Model	Robot Data	Web Data	Ratio	Key Insight
RT-1	130K eps	0	100% robot	Enough real data → no web needed
RT-2	130K eps	~1B img-txt	50/50	Web data prevents forgetting
OpenVLA	970K eps	VLM pretrain	50/50	Multi-embodiment helps
Octo	800K eps	0	100% robot	Small model → robot-only works
π₀	~1M eps	VLM pretrain	Staged	Freeze VLM, train expert only

100.3 Multi-Task Data Mixing

The problem: some tasks have 50K demos, others have 500. Uniform sampling under-trains rare tasks.

Solutions:

# Strategy 1: Temperature sampling
# p(task_i) ∝ n_i^(1/T), T > 1 upweights rare tasks
import numpy as np

task_counts = {"pick": 50000, "place": 30000, "stack": 2000, "pour": 500}
T = 2.0  # Temperature
counts = np.array(list(task_counts.values()))
probs = counts ** (1/T)
probs /= probs.sum()
# Result: pick=0.40, place=0.35, stack=0.15, pour=0.10
# vs uniform data ratio: pick=0.61, place=0.36, stack=0.02, pour=0.006

# Strategy 2: Per-task loss weighting
# Weight loss inversely proportional to task frequency
weights = 1.0 / counts
weights /= weights.sum()

# Strategy 3: Curriculum (easy → hard)
# Start with simple tasks, progressively add complex ones
curriculum = {
    "epoch_0_100": ["pick", "place"],
    "epoch_100_200": ["pick", "place", "stack"],
    "epoch_200_300": ["pick", "place", "stack", "pour"],
}

100.4 Training Schedule

Three-stage recipe (most VLAs):

Stage 1: VLM alignment (1-5% of training)
  - Freeze vision encoder
  - Train projection layer only
  - LR: 1e-3 (high, projection only)
  - Purpose: align visual tokens with LM space

Stage 2: Co-fine-tuning (80% of training)
  - Unfreeze VLM backbone
  - Add robot data alongside VLM data
  - LR: 2e-5 (low, full model)
  - Purpose: learn action prediction while retaining VLM

Stage 3: Task-specific fine-tuning (15% of training)
  - Freeze VLM backbone (optional)
  - Train on target robot data only
  - LR: 1e-5 (very low) or LoRA
  - Purpose: specialize to deployment scenario

100.5 Critical Hyperparameters

The 10 hyperparameters that matter most (ranked):

1. Data quality (filter bad demos)        → 20% impact
2. Action representation (delta EE, bins) → 15% impact
3. Chunk size (4, 8, 16, 50)              → 10% impact
4. Learning rate schedule                  → 10% impact
5. Multi-task mixing temperature           → 8% impact
6. Web/robot data ratio                    → 8% impact
7. Vision encoder (freeze vs fine-tune)    → 7% impact
8. Observation history length              → 7% impact
9. Batch size                              → 5% impact
10. Weight decay                            → 5% impact

100.6 Common Training Failures

Failure	Symptom	Fix
Mode collapse	All predictions identical	Lower LR, add noise
Catastrophic forgetting	VLM reasoning degrades	Keep web data, use LoRA
Action jitter	Robot vibrates in place	Smooth actions, larger chunks
Overfitting	Low train loss, high eval loss	More data, augmentation
Gradient explosion	NaN losses	Gradient clipping, lower LR
Task imbalance	Good at common, bad at rare	Temperature sampling

Implementation (60 min)

Training Recipe Framework

import torch
import torch.nn as nn
from torch.utils.data import DataLoader, WeightedRandomSampler

class VLATrainingRecipe:
    """Configurable VLA training recipe."""

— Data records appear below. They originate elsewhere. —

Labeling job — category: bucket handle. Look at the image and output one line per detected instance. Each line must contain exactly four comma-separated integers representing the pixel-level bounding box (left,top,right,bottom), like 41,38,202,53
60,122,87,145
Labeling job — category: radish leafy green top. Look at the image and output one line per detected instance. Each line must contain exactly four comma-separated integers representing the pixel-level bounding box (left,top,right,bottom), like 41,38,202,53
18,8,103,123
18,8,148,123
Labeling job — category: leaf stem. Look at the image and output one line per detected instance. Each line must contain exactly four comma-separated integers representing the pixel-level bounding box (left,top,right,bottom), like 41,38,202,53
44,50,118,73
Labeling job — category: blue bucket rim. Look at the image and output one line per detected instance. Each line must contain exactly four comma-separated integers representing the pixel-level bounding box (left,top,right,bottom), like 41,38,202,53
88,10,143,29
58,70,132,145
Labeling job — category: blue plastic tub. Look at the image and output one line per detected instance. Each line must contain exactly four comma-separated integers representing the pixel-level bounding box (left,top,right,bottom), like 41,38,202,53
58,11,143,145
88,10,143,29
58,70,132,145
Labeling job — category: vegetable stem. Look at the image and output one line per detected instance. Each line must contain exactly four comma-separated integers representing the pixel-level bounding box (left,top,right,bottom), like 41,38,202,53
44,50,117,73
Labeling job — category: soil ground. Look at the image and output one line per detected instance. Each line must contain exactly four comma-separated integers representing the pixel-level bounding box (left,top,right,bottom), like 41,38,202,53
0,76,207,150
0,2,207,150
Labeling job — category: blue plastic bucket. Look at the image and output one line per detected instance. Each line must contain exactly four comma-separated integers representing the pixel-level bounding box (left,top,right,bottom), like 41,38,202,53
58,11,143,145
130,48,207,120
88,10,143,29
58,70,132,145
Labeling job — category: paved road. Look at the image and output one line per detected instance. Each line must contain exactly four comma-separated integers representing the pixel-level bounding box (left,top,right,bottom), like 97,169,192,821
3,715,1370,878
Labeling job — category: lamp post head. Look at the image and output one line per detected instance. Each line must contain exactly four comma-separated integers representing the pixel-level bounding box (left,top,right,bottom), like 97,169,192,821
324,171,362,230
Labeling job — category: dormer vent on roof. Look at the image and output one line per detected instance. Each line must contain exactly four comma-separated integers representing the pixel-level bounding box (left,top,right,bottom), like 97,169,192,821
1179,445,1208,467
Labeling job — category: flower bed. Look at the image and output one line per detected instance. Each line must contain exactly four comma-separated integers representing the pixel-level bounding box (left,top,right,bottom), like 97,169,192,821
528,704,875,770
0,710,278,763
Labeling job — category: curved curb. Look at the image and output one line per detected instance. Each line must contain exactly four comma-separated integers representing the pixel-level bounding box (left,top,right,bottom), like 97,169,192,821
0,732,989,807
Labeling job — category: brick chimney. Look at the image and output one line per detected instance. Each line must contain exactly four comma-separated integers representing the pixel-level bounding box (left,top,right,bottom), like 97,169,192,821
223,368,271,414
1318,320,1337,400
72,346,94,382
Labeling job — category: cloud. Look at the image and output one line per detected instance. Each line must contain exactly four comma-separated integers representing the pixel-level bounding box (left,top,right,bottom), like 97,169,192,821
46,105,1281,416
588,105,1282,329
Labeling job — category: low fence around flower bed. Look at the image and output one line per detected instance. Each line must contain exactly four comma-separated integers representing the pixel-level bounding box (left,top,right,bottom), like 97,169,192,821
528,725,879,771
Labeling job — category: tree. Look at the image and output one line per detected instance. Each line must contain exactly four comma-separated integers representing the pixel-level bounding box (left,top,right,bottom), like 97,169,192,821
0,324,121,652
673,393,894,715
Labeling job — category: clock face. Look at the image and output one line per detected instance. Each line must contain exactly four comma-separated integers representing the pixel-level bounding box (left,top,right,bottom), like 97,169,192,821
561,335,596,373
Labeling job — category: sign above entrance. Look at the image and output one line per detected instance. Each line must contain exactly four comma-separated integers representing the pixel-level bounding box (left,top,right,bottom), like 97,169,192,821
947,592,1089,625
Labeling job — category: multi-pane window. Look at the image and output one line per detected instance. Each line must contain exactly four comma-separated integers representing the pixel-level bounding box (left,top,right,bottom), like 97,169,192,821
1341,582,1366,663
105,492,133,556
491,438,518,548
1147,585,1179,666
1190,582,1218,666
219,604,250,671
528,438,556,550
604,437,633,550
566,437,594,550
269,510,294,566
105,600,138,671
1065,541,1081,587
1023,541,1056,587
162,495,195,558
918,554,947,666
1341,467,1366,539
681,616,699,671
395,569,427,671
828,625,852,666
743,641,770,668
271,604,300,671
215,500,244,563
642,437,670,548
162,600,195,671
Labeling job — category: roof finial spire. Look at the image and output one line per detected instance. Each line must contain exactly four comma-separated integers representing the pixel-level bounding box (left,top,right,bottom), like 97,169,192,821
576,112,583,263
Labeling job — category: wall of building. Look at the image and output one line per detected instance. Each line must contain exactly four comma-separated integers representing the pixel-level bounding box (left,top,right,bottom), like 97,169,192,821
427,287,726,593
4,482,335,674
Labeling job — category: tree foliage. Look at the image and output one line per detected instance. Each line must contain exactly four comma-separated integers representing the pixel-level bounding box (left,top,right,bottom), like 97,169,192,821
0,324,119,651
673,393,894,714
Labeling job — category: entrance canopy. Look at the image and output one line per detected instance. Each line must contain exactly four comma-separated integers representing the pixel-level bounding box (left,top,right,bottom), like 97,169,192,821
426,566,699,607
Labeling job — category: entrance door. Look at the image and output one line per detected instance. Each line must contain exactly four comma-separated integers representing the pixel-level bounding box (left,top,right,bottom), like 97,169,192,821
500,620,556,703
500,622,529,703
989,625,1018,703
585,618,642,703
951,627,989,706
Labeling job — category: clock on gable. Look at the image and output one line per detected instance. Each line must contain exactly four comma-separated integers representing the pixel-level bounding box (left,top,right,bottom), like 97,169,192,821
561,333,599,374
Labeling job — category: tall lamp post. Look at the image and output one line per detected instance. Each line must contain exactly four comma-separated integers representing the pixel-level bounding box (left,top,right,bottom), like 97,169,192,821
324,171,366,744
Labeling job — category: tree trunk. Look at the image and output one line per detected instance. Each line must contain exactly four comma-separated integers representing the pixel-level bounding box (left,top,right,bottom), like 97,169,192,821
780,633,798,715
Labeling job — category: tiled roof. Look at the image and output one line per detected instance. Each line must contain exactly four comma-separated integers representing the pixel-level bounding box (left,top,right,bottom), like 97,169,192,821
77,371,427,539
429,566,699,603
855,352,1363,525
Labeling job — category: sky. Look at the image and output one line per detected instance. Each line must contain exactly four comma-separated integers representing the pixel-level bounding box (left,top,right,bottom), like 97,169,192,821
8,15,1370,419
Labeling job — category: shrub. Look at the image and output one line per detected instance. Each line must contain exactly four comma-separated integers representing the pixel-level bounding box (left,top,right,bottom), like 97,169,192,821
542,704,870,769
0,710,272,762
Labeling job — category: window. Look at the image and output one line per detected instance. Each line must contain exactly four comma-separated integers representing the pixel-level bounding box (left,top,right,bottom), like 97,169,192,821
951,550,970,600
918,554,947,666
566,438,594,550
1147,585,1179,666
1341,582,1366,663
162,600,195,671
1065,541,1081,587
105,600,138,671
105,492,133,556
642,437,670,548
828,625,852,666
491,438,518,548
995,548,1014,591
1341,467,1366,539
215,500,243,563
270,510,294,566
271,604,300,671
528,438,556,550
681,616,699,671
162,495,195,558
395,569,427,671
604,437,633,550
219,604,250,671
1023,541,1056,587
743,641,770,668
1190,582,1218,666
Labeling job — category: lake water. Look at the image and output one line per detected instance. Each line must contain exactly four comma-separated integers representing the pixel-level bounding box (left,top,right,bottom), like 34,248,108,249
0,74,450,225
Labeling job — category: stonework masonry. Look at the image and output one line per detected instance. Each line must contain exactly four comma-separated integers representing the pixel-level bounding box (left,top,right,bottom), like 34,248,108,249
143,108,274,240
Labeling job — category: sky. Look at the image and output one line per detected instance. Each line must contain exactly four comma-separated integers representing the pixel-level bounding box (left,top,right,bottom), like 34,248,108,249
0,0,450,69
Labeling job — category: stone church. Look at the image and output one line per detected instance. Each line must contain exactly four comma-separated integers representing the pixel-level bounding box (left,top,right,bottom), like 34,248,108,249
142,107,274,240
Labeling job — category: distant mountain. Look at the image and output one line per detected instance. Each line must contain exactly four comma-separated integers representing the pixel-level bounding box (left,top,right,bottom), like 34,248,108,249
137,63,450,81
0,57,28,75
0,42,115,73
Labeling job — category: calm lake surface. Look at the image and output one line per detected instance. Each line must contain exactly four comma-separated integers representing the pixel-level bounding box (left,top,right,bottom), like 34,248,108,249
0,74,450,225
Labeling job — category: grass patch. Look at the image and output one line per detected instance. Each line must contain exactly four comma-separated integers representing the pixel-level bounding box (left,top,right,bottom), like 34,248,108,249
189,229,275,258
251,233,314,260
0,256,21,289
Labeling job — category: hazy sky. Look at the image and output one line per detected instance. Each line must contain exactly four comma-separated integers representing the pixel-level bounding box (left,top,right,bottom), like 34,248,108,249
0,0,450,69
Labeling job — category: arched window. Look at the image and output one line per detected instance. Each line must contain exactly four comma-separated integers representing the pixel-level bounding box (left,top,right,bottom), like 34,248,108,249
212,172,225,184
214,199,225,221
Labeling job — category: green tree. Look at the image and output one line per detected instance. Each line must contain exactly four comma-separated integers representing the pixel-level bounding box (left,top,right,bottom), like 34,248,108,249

    def __init__(self, model, config):
        self.model = model
        self.config = config

    def build_sampler(self, dataset):
        """Temperature-based task sampling."""
        task_counts = {}
        for item in dataset:
            task = item.get("task", "default")
            task_counts[task] = task_counts.get(task, 0) + 1

        T = self.config.get("sampling_temperature", 2.0)
        weights = []
        for item in dataset:
            task = item.get("task", "default")
            count = task_counts[task]
            weights.append(count ** (1.0 / T - 1.0))

        return WeightedRandomSampler(weights, len(weights))

    def build_optimizer(self, stage):
        """Stage-specific optimizer configuration."""
        if stage == 1:
            # Projection only
            params = [p for n, p in self.model.named_parameters()
                      if "projection" in n or "action_head" in n]
            return torch.optim.AdamW(params, lr=1e-3, weight_decay=0.01)
        elif stage == 2:
            # Full model, low LR
            return torch.optim.AdamW(
                self.model.parameters(), lr=2e-5, weight_decay=0.01
            )
        else:
            # Task-specific, very low LR
            return torch.optim.AdamW(
                self.model.parameters(), lr=1e-5, weight_decay=0.01
            )

    def build_scheduler(self, optimizer, total_steps):
        """Cosine schedule with warmup."""
        warmup_steps = int(0.03 * total_steps)

        def lr_lambda(step):
            if step < warmup_steps:
                return step / warmup_steps
            progress = (step - warmup_steps) / (total_steps - warmup_steps)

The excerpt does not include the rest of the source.